Dari hasil ijtihad dan semangat riset, maka para ahli pengetahuan, para alim ulama, berhasil menemukan berbagai keahlian berupa penemuan berbagai bidang-bidang ilmu pengetahuan, antara lain :
a) Ilmu Umum
1. Ilmu Filsafat
a. Al-Kindi (809-873 M) buku karangannya sebanyak 236 judul.
b. Al Farabi (wafat tahun 916 M) dalam usia 80 tahun.
c. Ibnu Bajah (wafat tahun 523 H)
d. Ibnu Thufail (wafat tahun 581 H)
e. Ibnu Shina (980-1037 M). Karangan-karangan yang terkenal antara lain: Shafa, Najat, Qoman, Saddiya dan lain-lain
f. Al
Ghazali (1085-1101 M). Dikenal sebagai Hujjatul Islam, karangannya: Al
Munqizh Minadl-Dlalal,Tahafutul Falasifah, Mizanul Amal, Ihya
Ulumuddin dan lain-lain
g. Ibnu Rusd (1126-1198 M). Karangannya : Kulliyaat, Tafsir Urjuza, Kasful Afillah dan lain-lain
2. Bidang Kedokteran
a. Jabir bin Hayyan (wafat 778 M). Dikenal sebagai bapak Kimia.
b. Hurain bin Ishaq (810-878 M). Ahli mata yang terkenal disamping sebagai
penterjemah bahasa asing.
penterjemah bahasa asing.
c. Thabib bin Qurra (836-901 M)
d. Ar Razi atau Razes (809-873 M).
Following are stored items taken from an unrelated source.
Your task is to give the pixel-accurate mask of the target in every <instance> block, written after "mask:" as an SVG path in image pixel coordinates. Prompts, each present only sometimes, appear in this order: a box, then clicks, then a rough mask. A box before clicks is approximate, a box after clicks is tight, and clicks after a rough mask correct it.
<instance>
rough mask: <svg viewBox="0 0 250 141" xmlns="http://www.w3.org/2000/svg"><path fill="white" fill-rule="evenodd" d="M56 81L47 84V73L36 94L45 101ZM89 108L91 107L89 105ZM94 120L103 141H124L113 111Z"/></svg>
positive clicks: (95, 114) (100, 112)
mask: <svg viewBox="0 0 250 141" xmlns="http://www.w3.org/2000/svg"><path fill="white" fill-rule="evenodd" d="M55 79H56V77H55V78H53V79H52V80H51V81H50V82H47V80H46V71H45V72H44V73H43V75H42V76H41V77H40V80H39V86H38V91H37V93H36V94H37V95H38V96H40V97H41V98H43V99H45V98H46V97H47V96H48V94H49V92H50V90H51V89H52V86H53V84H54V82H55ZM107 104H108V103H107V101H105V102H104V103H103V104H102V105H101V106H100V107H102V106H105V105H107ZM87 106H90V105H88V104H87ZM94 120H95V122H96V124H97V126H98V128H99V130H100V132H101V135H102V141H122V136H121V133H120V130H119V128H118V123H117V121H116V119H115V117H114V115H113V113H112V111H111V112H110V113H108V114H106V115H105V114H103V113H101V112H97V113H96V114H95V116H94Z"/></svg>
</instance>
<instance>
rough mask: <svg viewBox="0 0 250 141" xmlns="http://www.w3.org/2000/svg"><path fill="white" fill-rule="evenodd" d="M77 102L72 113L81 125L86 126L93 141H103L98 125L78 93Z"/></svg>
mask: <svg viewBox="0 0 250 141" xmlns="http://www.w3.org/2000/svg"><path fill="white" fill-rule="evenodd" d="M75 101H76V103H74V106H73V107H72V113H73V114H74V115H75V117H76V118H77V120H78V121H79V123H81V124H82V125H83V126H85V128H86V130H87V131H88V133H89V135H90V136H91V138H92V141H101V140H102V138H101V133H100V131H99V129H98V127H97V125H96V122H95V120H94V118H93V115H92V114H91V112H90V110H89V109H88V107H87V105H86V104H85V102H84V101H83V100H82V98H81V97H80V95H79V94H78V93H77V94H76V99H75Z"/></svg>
Karangan yang terkenal mengenai cacar dan campak yang diterjemahkan dalam bahasa latin.
3. Bidang Matematika
a. Umar Al Farukhan: Insinyur Arsitek Pembangunan kota Baghdad.
b. Al Khawarizmi: Pengarang kitab Al Gebra (Al Jabar), penemu angka (0).
4. Bidang Astronomi
Berkembang subur di kalangan umat Islam, sehingga banyak para ahli yang terkenal dalam perbintangan ini seperti :
a. Al Farazi : pencipta Astro lobe
b. Al Gattani/Al Betagnius
c. Abul wafat : menemukan jalan ketiga dari bulan
d. Al Farghoni atau Al Fragenius
5. Bidang Seni Ukir
Beberapa
seniman ukir terkenal: Badr dan Tariff (961-976 M) dan ada seni musik,
seni tari, seni pahat, seni sulam, seni lukis dan seni bangunan.
b) Ilmu Naqli
1. Ilmu Tafsir,
Para mufassirin yang termasyur: Ibnu Jarir ath Tabary, Ibnu Athiyah al
Andalusy (wafat 147 H), As Suda, Mupatil bin Sulaiman (wafat 150 H),
Muhammad bin Ishak dan lain-lain
2. Ilmu Hadist,
Muncullah ahli-ahli hadist ternama seperti: Imam Bukhori (194-256 H),
Imam Muslim (wafat 231 H), Ibnu Majah (wafat 273 H),Abu Daud (wafat 275
H), At Tarmidzi, dan lain-lain
3. Ilmu Kalam,
Dalam kenyataannya kaum Mu'tazilah berjasa besar dalam menciptakan
ilmu kalam, diantaranya para pelopor itu adalah: Wasil bin Atha', Abu
Huzail al Allaf, Adh Dhaam, Abu Hasan Asy'ary, Hujjatul Islam Imam
Ghazali
4. Ilmu Tasawuf,
Ahli-ahli dan ulama-ulamanya adalah : Al Qusyairy (wafat 465 H)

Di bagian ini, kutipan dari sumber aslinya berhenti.